It is crazy you don't understand that.
The fact that you were disagreeing with their ethics or politics doesn't change a single thing.
It's also completely useless and hurt the conversation to do personal attacks like saying it's "crazy" to not share your opinion.
Having not read any of the tweets in question, I can not say what the content is about.
However, according to https://www.hg.org/legal-articles/can-you-fire-someone-for-t..., speech about working conditions and union organising is protected.
I suspect none of us armchair lawyers will come up with a simple way to analyse these tweets with a lot of context that isn't available.

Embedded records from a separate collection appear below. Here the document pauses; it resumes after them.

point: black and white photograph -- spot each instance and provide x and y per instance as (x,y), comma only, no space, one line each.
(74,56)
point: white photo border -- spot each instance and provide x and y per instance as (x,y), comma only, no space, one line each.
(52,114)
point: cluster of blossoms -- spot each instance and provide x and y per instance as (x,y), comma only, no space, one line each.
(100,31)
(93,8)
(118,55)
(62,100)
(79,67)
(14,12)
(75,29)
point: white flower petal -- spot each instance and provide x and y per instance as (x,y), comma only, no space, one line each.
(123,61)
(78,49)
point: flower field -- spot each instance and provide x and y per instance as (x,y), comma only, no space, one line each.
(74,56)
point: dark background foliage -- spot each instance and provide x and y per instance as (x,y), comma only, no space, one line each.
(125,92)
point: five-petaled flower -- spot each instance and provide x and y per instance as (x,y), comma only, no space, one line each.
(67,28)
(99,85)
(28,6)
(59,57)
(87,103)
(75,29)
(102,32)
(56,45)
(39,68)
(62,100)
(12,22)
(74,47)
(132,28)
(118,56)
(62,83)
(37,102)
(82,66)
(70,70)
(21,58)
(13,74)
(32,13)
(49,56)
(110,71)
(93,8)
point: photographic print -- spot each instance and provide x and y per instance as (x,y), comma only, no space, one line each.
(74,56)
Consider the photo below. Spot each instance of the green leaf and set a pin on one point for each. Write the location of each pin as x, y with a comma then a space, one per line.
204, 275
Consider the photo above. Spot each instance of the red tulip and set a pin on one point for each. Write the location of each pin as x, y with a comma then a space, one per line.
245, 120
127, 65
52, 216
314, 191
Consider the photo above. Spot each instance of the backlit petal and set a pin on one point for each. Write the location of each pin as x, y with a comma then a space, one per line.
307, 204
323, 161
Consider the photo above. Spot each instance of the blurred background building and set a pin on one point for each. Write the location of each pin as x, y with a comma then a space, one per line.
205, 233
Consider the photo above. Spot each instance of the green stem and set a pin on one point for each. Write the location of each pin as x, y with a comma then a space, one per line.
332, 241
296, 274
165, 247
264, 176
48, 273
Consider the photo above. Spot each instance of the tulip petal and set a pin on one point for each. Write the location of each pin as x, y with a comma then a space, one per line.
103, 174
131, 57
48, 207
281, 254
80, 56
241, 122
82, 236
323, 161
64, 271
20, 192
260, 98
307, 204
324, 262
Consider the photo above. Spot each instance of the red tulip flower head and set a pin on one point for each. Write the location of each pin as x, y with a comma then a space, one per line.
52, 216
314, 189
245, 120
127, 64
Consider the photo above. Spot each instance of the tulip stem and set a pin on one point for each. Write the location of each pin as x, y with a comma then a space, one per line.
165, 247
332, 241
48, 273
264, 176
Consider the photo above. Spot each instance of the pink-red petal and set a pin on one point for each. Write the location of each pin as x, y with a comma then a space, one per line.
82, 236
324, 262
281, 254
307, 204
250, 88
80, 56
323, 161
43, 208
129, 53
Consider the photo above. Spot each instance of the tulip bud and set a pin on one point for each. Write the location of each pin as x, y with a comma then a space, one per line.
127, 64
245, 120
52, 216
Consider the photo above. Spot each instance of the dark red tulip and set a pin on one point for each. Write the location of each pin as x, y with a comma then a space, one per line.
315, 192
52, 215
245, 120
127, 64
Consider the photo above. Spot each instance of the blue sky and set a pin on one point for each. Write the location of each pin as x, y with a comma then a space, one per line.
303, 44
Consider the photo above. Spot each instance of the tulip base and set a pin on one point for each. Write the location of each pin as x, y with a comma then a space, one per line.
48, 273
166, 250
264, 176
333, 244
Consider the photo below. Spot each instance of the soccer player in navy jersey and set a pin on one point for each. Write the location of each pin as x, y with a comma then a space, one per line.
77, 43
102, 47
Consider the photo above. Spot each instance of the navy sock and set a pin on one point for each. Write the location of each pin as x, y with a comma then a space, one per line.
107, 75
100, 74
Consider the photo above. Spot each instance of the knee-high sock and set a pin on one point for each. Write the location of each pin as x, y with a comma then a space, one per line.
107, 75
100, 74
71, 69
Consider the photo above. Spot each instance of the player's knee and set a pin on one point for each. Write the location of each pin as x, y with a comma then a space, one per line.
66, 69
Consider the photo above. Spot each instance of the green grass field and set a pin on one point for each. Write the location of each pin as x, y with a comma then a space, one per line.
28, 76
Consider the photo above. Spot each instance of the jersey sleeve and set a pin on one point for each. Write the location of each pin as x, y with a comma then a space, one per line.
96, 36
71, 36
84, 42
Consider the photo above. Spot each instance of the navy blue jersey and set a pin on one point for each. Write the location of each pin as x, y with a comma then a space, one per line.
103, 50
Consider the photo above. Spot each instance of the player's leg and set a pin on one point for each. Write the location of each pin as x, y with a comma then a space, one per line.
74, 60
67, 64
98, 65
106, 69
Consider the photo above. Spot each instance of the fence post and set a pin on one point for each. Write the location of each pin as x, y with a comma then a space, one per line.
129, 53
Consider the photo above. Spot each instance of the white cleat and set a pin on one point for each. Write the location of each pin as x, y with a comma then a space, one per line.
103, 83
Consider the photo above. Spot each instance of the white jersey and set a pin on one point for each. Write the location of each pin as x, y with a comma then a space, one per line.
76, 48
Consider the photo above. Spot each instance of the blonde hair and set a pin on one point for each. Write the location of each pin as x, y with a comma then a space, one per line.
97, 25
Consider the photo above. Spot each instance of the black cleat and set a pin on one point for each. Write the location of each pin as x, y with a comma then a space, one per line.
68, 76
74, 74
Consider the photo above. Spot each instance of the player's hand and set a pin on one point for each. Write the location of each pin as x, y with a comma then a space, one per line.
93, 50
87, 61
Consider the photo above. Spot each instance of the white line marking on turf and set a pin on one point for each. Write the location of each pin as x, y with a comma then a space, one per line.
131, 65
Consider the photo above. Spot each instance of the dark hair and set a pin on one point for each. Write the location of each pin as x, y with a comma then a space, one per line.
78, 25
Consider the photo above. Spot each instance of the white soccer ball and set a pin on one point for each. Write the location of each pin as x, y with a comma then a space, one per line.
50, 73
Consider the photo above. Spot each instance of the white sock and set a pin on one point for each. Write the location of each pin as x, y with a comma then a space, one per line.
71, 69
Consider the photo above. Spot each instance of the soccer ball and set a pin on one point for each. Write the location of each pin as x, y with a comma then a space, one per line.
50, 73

We aren't talking about termination on that ground though. We wouldn't have this discussion here if it was, I would actually agree with it (though I would still find it sad that the company wouldn't try to improve what an employee see as an issue).
> HR stops you from doing that.
Here's the exact quote from the comment I was answering to:
> You cannot accept a paycheck from a company, while also be trying to subvert it internally.

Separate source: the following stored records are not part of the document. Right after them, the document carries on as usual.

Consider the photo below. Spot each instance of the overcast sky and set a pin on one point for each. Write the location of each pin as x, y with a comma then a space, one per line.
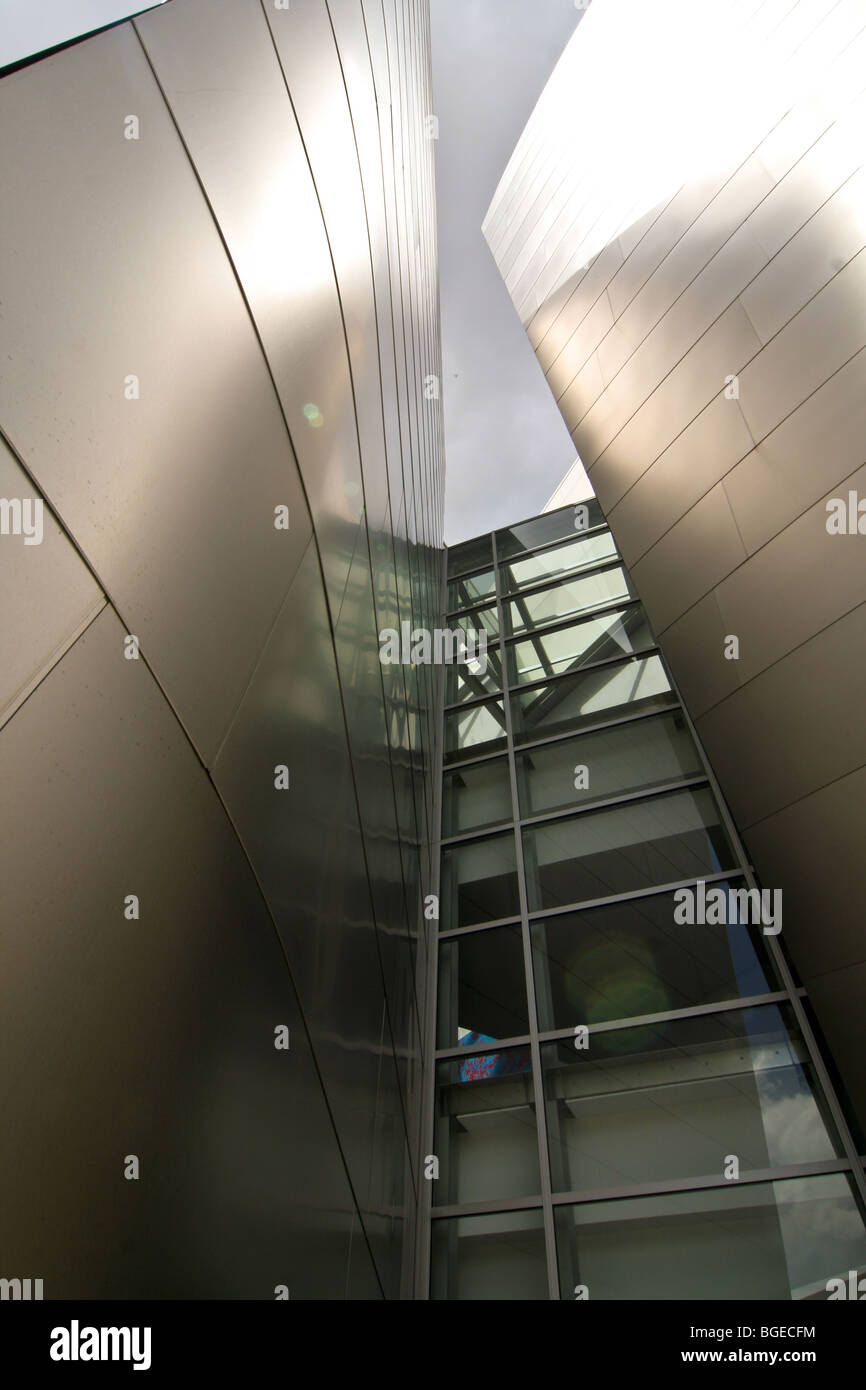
506, 445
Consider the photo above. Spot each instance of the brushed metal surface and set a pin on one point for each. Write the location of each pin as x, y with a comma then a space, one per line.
153, 1036
49, 595
719, 412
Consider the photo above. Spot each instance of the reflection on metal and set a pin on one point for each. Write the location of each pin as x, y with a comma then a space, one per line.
687, 249
262, 505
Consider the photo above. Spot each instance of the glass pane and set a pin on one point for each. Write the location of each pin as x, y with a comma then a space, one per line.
470, 590
633, 958
560, 559
591, 698
616, 761
563, 649
476, 669
640, 845
489, 1257
485, 1136
480, 729
549, 527
483, 988
676, 1100
567, 599
553, 652
476, 797
471, 555
480, 881
759, 1241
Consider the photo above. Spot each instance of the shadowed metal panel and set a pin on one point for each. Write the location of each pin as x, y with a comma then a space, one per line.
706, 355
220, 259
153, 1036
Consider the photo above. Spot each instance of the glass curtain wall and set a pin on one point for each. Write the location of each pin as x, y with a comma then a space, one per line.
627, 1105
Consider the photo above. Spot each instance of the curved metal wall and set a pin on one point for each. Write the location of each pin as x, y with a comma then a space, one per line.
709, 359
260, 256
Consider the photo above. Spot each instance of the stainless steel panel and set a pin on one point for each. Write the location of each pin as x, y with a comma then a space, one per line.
816, 830
819, 341
171, 496
685, 471
673, 221
811, 704
706, 238
220, 74
690, 559
49, 595
153, 1036
809, 260
306, 848
816, 446
583, 342
773, 601
656, 421
694, 647
572, 303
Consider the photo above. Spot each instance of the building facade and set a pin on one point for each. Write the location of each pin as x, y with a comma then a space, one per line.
218, 352
687, 250
630, 1100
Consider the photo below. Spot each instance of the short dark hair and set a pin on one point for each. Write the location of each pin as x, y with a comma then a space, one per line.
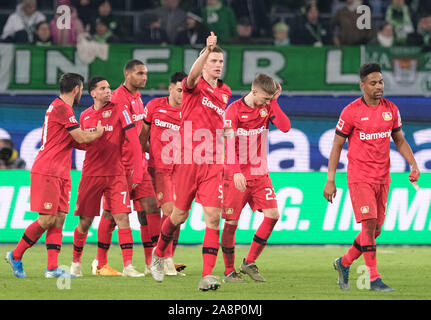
266, 83
132, 63
69, 81
368, 68
93, 83
178, 77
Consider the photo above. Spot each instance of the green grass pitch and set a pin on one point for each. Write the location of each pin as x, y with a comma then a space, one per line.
292, 273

We weren't talking about "Publicly bad mouthing" but about "subvert it internally", or in a less threatening way "changing how the company works internally". I believe you have all the rights to do this even on its paycheck, it's about improving what the company does, which is pretty much what employees are paid for.
Putting aside the contract law side of this, philosophically what you're saying doesn't make sense to me. If Google were to direct some of its employees tomorrow to restrict the flow of information relating to a hot-button political issue, right in the middle of an election cycle, would it be crazy for some of the employees to attempt to "subvert" the company to prevent that from happening?

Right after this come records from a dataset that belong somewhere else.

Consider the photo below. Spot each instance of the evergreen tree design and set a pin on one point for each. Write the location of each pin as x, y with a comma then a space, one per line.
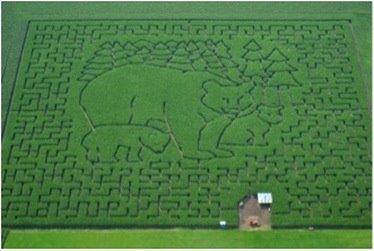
160, 55
280, 72
189, 55
253, 60
102, 61
180, 58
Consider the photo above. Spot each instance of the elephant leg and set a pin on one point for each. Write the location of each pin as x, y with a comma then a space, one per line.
259, 129
107, 153
133, 154
211, 134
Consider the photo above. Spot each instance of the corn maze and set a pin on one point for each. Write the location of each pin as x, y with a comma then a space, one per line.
141, 123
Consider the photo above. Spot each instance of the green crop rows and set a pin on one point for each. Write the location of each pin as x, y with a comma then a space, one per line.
171, 123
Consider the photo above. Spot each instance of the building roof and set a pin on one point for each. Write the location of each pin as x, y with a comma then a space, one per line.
264, 198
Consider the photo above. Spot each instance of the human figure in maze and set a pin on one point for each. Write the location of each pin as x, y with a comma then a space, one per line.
194, 108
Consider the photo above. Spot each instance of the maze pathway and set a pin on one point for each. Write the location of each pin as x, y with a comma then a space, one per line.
171, 123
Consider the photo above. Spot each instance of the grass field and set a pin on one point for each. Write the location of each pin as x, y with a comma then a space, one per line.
189, 239
135, 118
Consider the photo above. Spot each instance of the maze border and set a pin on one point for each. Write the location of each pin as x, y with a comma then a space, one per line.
355, 64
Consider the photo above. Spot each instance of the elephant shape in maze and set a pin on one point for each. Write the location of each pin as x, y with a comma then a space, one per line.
104, 143
196, 107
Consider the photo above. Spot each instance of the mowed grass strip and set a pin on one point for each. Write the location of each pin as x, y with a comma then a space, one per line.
188, 239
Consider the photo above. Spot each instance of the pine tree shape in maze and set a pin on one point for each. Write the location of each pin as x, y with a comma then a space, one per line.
272, 77
196, 68
230, 105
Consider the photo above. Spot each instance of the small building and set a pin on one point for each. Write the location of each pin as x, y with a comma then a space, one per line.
264, 198
254, 211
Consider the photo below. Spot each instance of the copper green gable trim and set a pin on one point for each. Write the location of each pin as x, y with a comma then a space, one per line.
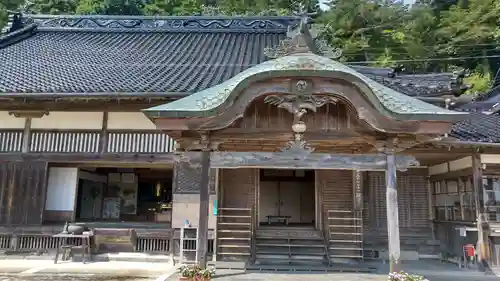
211, 101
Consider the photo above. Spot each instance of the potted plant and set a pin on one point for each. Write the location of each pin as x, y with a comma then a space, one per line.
403, 276
206, 274
187, 272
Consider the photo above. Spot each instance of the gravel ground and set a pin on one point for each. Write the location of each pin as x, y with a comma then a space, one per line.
69, 278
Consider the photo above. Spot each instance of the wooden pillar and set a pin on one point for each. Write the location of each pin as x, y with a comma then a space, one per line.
392, 214
202, 243
26, 135
482, 224
103, 140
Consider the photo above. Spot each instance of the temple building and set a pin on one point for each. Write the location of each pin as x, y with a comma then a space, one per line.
250, 132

Yes, it would be. What they should do in that case is resign. Google isn't the military — you can leave any time you want to.
And while it may not be easy for a black janitor to leave Billy Bob's House of Cars if Billy Bob starts airing racist commercials, given Google salaries and Google's technical reputation, I think it's probably incredibly easy for a Googler to leave at any time.
If you cannot support your employer's decisions, you leave. Think what an impact that would make!
I have a hard time respecting these people for that reason. Hard not to view someone as entitled, or having some form of delusional idealism, when they trash their company on Twitter. Every tweet was made either shortly before or after one their exceptionally large Google paychecks was direct deposited into their account.
Further highlighting this obscure world view, they thought they wouldn’t be fired for these things? Maybe they did know they’d be fired - that would at least be a credible signal of rational thought and motivation.